We usually suggest a size and a half to two sizes up (from western to english) based on the rider's height/weight ratio, but the best best is to at least go sit in some before buying online, because everyone prefers a different fit. 

Best of luck!


----------



## thenrie

You have to be careful with larger sized western saddles. When you start getting past 16 inches, the load gets too far aft on the horse's back and makes the tail of the bars start to poke the loins. Can make a horse pretty uncomfortable. If you need a 19" western seat, you also need a large horse and possibly a custom saddle. A 19" Ralide tree just isn't going to be good for the rider or the horse.
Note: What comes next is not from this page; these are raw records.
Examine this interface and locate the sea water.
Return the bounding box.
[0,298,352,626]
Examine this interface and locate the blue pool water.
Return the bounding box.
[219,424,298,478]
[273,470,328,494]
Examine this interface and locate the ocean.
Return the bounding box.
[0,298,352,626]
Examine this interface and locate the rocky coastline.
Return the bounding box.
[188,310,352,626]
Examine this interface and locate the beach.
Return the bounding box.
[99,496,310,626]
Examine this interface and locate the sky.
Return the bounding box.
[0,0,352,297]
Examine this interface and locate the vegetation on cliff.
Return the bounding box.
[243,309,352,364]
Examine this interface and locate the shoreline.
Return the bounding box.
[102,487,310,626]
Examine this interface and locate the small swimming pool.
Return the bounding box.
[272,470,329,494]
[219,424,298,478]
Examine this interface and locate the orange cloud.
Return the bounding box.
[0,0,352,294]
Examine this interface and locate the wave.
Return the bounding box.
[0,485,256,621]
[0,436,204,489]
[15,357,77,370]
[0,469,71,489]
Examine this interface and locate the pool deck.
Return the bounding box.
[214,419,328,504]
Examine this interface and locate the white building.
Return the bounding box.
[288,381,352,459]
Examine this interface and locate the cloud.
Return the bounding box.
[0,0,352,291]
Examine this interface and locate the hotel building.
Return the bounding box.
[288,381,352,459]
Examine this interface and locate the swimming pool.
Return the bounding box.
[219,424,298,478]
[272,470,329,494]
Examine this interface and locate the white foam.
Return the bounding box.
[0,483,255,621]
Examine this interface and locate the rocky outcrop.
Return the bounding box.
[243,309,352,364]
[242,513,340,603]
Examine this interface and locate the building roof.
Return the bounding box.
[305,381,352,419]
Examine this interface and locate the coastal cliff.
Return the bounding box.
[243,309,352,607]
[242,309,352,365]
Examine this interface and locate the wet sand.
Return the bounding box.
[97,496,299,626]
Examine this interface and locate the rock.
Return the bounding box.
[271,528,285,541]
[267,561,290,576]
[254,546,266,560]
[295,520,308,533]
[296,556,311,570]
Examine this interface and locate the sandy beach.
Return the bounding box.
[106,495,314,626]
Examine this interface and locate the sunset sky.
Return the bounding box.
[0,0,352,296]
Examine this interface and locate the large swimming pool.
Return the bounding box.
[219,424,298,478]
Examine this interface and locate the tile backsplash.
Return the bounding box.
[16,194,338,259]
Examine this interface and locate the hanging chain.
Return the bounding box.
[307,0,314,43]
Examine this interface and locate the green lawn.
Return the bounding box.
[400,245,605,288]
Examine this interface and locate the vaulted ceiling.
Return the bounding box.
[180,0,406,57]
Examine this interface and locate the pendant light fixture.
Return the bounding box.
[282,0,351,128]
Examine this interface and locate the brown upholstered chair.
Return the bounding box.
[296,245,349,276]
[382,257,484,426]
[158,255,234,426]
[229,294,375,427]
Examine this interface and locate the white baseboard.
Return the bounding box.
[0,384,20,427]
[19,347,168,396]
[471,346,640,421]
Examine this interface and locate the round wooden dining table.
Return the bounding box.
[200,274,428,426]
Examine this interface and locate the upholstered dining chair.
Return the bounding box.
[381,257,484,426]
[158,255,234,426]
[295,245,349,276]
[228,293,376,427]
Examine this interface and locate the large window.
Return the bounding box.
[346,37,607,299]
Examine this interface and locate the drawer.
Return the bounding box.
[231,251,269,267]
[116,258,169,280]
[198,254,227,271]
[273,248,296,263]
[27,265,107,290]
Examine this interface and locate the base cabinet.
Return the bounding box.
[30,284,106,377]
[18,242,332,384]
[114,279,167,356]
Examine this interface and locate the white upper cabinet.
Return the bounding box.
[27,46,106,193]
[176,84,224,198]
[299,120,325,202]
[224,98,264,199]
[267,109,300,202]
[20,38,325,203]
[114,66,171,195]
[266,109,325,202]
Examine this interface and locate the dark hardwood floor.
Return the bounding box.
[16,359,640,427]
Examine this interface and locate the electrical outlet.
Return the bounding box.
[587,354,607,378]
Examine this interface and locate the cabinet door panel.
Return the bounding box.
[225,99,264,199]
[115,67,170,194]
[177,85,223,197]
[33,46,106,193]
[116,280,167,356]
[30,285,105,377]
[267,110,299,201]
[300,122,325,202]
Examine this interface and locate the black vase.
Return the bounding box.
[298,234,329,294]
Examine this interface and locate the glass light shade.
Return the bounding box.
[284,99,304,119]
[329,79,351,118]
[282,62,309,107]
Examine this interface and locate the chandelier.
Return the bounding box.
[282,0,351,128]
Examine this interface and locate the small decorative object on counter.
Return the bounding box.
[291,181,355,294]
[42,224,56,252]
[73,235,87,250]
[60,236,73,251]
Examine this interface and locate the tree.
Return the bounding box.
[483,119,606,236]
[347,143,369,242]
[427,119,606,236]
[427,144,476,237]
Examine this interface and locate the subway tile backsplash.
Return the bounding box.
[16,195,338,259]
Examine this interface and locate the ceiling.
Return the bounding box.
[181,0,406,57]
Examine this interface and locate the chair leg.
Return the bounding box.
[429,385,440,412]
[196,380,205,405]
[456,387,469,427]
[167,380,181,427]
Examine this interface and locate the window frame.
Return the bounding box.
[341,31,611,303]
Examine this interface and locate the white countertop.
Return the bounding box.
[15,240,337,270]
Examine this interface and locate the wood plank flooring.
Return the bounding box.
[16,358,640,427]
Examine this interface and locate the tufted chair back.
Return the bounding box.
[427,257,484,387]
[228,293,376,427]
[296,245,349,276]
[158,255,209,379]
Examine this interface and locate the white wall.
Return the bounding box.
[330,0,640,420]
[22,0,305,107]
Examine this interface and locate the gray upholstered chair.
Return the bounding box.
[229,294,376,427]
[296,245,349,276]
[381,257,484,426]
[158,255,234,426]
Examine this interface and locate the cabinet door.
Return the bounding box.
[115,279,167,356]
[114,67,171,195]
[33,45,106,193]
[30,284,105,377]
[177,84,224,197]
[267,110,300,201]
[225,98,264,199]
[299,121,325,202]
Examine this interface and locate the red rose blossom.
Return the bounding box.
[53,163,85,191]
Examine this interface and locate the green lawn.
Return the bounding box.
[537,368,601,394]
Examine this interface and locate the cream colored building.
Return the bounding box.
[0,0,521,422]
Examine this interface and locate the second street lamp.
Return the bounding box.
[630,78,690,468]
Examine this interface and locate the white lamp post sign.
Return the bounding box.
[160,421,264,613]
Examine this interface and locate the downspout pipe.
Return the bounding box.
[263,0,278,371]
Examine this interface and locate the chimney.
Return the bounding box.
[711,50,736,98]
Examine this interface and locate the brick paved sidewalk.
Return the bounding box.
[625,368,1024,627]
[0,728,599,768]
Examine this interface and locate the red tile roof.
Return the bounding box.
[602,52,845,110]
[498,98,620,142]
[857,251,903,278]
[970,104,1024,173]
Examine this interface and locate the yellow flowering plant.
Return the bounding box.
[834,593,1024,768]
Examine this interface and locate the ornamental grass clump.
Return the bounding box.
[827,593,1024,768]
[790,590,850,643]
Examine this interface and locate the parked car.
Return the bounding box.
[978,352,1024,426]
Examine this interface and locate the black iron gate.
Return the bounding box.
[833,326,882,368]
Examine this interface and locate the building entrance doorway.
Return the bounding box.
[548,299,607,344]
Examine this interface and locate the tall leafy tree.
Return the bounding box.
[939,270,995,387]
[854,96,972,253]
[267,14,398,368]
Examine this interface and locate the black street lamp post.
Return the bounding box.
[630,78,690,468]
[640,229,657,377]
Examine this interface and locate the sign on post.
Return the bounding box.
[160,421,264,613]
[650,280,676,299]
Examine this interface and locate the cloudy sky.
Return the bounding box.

I stand 5'9" and weigh in at 185 pounds, average build. Now that's not huge, but I could stand to lose 15 pounds. I sit comfortably in a 15" western seat. I can sit comfortably in a 16" cutting saddle or roping saddle, but I start feeling a little bit like I'm sitting on a table after that. I prefer a 15" saddle with a tall cantle for most riding. It's a little different for men and women, since they tend to carry body weight in different locations, but the fact remains that when you start getting up into the higher numbers of seat length, you start having saddle fit problems on the horse's back.

There's a great site by an excellent custom tree builder at http://rodnikkel.com. He has put out some great articles, in the form of blog posts, on his site touching all aspects of saddle trees. It's a good read.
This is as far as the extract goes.